By definition, chimeras form from fusion of two genetically distinct zygotes into one embryo.  There are multiple proposed mechanisms, including two oocytes fertilized by two spermatozoa forming two embryos that then fuse (tetragametic chimera), parthenogenesis formation of a diploid oocyte that fuses to another fertilized embryo, fertilization of the second (haploid) polar body with fusion to another fertilized embryo, and fertilization with of an egg followed by endoreplication (chromosomal duplication) of the paternal haploid pronucleus.  The SNP pattern seen in the CMA analysis of the case presented here is consistent with fertilization of an “empty” egg (no nucleus) with an X bearing sperm that underwent endoreplication followed by fusion with a normal XY zygote/embryo.  Chimeras have been thought to be rare events.  However, techniques for analysis such as chromosome and FISH analyses did not allow for their detection.  With the use of the most current technologies, such as SNP microarray analysis, that allow for the detection of chimeras, these events may prove to be more frequent than previously understood.

References

Malan V, Vekemans M, Turleau C. Chimera and other fertilization errors. Clin Genet 2006, 70: 363-373.

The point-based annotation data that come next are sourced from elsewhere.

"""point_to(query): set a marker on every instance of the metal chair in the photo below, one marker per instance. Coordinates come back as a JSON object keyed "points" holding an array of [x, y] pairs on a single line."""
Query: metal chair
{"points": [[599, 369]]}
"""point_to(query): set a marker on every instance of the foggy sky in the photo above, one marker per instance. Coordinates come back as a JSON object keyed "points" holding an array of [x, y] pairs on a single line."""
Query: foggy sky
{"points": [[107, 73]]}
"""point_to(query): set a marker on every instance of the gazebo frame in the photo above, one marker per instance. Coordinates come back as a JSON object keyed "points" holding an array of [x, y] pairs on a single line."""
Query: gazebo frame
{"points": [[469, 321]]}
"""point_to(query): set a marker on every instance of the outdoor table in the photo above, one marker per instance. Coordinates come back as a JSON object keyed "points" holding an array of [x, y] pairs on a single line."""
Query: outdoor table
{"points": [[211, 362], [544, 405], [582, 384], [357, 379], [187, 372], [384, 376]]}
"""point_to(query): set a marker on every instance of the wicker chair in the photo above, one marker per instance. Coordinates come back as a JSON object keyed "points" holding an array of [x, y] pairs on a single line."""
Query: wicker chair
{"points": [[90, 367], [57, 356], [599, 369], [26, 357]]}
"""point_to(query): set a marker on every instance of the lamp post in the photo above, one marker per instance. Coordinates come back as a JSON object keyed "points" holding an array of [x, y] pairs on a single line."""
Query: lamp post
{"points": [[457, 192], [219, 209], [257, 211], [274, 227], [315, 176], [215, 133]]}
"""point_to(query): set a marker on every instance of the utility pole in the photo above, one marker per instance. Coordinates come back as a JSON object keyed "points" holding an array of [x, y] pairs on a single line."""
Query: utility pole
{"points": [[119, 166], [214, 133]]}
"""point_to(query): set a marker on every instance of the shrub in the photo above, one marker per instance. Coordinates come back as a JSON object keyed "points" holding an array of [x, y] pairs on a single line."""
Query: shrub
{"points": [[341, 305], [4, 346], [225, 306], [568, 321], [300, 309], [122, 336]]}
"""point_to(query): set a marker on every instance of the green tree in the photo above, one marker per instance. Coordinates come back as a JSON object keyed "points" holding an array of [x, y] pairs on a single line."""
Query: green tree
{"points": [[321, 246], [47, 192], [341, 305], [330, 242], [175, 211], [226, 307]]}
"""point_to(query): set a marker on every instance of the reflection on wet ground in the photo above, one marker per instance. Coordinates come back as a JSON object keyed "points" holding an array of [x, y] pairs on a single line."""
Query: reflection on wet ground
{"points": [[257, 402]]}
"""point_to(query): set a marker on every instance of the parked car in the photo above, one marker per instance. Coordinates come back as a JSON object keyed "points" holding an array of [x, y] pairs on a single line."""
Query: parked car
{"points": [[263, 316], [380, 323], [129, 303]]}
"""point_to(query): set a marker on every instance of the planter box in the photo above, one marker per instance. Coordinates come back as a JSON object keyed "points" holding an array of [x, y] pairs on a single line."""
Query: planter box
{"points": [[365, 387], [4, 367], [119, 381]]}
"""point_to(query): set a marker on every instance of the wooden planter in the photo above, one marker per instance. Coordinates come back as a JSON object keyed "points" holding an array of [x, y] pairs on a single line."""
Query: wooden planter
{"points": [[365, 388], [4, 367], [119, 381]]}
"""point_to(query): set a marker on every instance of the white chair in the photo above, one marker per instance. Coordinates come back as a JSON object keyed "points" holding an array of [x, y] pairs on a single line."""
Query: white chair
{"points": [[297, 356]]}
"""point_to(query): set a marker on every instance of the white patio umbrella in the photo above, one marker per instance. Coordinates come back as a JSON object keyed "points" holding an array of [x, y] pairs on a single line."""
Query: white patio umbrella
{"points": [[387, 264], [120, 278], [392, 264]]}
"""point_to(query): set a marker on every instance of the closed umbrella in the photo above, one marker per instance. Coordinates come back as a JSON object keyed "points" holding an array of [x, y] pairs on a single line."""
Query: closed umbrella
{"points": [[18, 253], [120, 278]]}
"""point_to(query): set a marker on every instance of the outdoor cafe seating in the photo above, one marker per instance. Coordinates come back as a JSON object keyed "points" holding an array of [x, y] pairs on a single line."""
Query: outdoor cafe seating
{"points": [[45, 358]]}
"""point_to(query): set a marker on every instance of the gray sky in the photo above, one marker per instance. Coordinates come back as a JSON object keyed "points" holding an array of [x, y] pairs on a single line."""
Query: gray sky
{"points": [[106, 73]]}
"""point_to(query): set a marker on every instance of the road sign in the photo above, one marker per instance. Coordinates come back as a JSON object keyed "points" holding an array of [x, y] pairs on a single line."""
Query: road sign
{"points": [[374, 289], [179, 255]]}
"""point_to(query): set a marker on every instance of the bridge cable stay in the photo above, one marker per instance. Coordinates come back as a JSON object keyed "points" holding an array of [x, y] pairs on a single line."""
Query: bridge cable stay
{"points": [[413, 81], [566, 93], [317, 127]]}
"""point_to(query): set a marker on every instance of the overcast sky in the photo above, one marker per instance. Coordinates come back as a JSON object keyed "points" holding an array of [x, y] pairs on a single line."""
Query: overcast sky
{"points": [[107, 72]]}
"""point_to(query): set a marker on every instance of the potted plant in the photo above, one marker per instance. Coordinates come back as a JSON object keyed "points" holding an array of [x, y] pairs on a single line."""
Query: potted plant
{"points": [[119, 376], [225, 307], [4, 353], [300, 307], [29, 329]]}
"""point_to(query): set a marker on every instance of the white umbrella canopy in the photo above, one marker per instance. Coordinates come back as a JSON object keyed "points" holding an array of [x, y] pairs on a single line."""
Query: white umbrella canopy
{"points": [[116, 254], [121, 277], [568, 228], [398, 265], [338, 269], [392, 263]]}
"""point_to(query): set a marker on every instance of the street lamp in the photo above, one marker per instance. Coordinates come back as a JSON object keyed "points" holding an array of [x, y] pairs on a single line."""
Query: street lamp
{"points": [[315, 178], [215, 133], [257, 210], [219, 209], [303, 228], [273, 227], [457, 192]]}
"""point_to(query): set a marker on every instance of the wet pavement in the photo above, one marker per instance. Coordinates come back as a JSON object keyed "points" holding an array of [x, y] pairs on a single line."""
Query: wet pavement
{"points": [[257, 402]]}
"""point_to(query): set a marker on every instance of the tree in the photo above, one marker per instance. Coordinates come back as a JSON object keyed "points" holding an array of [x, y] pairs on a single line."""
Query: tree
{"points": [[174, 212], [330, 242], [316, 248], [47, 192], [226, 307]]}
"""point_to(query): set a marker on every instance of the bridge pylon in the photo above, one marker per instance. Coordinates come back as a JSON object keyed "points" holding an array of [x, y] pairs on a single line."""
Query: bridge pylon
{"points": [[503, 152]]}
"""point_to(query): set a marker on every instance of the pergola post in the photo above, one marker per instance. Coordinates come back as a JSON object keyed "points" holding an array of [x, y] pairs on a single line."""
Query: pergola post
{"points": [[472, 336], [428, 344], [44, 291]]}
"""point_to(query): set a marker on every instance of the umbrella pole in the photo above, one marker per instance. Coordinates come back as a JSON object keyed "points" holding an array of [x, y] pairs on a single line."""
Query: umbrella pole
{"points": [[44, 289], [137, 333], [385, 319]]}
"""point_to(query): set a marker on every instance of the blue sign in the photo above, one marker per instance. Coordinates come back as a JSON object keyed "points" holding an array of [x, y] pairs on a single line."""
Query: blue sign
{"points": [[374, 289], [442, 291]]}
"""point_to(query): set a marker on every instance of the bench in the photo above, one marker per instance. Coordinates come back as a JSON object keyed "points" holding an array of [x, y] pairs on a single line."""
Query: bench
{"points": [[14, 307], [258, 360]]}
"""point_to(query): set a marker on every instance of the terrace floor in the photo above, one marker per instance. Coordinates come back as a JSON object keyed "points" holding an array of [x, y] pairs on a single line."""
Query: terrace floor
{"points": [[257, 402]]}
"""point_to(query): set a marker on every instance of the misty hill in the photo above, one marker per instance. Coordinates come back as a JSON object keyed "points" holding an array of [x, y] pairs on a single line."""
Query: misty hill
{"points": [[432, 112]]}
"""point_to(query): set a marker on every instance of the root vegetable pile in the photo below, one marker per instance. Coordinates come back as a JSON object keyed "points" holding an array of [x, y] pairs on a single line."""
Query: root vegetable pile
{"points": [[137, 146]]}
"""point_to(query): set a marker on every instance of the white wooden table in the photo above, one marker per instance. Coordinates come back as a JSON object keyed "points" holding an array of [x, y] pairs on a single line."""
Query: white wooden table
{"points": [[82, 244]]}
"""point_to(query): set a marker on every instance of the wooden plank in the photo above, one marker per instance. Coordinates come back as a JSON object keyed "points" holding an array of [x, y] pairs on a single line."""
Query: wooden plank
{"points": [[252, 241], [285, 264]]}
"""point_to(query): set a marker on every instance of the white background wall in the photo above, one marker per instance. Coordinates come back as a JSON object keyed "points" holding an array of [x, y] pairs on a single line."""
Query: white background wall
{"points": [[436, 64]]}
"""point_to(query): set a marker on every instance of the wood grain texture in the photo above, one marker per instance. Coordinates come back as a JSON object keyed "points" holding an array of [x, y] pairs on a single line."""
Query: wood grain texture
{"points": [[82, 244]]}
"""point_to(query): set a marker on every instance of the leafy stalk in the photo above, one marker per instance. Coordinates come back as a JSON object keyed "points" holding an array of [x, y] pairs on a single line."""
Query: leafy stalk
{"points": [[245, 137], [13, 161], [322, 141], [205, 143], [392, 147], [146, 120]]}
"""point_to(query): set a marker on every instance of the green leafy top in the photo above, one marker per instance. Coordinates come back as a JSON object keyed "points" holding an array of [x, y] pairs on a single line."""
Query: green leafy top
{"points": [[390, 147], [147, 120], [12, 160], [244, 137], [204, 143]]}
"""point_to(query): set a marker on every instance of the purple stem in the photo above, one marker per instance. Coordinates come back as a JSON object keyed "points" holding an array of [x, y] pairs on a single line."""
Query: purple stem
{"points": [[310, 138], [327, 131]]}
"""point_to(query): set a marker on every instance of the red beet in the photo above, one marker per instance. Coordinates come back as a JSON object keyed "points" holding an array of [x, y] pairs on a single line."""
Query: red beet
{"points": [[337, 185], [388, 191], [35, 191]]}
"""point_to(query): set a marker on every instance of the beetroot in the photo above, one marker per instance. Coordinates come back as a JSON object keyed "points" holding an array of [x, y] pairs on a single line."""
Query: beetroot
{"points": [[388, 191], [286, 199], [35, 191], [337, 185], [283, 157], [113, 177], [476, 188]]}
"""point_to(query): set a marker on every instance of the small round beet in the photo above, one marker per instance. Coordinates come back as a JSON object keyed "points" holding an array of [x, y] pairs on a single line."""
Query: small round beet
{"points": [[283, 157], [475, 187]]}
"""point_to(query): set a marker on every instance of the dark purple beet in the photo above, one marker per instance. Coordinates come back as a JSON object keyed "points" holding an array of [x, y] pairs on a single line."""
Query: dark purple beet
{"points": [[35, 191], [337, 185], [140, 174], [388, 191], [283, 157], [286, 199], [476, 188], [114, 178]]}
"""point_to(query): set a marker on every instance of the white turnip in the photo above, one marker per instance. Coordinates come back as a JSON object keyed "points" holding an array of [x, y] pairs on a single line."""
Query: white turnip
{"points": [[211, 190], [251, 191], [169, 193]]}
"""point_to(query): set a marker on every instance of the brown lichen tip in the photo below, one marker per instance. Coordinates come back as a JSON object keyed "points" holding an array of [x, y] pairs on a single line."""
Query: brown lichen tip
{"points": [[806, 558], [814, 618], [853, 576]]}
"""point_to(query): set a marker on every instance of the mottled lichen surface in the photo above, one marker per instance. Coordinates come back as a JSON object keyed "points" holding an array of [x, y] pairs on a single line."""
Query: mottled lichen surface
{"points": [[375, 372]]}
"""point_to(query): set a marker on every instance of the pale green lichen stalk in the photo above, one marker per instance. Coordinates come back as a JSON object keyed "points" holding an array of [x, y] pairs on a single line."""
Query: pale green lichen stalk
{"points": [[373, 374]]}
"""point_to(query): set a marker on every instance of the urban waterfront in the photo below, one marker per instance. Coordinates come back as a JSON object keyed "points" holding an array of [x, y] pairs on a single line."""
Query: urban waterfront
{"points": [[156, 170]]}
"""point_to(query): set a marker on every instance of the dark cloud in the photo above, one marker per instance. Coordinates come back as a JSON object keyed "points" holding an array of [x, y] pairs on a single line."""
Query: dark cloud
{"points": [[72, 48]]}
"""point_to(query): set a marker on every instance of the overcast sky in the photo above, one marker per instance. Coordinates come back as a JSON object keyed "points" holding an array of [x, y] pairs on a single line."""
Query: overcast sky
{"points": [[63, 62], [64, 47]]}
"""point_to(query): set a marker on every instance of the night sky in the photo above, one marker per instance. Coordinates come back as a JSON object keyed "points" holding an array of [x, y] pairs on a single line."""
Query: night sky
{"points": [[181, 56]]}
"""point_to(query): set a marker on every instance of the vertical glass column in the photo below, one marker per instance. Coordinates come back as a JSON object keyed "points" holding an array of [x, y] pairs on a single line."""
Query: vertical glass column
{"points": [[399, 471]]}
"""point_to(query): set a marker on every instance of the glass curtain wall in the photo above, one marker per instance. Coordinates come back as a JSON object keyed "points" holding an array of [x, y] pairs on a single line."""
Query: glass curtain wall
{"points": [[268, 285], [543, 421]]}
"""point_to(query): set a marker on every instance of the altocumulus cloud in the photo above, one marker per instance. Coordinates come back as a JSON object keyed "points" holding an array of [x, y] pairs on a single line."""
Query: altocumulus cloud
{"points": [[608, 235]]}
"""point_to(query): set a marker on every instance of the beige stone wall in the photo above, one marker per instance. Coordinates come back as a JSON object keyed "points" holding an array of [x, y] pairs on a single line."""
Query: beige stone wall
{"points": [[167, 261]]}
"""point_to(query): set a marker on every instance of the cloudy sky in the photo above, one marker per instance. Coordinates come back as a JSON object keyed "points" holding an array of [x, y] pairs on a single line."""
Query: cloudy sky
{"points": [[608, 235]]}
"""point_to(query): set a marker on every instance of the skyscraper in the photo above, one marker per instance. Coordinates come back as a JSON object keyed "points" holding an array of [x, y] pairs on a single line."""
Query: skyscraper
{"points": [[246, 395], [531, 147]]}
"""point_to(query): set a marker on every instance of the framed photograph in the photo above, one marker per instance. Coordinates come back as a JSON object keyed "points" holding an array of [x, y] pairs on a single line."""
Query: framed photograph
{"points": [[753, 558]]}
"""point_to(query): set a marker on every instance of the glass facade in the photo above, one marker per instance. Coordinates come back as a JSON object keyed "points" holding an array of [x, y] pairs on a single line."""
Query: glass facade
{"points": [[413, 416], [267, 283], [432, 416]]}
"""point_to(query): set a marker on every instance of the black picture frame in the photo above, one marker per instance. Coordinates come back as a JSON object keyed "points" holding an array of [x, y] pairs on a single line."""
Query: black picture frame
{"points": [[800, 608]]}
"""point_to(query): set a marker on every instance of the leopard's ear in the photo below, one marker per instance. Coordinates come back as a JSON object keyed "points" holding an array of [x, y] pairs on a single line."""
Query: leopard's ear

Kalish JM, Conlin LK, et al. Clinical Features of Three Girls with Mosaic Genome-Wide Paternal Uniparental Isodisomy. Am J Med Genet Part A 2013, 161A:1929-1939.

Kaiser-Rogers KA, McFadden DE, et al. Androgenetic/biparental mosaicism causes placental mesenchymal dysplasia. J Med Genet 2006, 43:187-192.

Pham T, Steele J, et al. Placental Mesenchymal Dysplasia is Associated with High Rates of Intrauterine Growth Restriction and Fetal Demise. Am J Clin Pathol 2006, 126:67-78.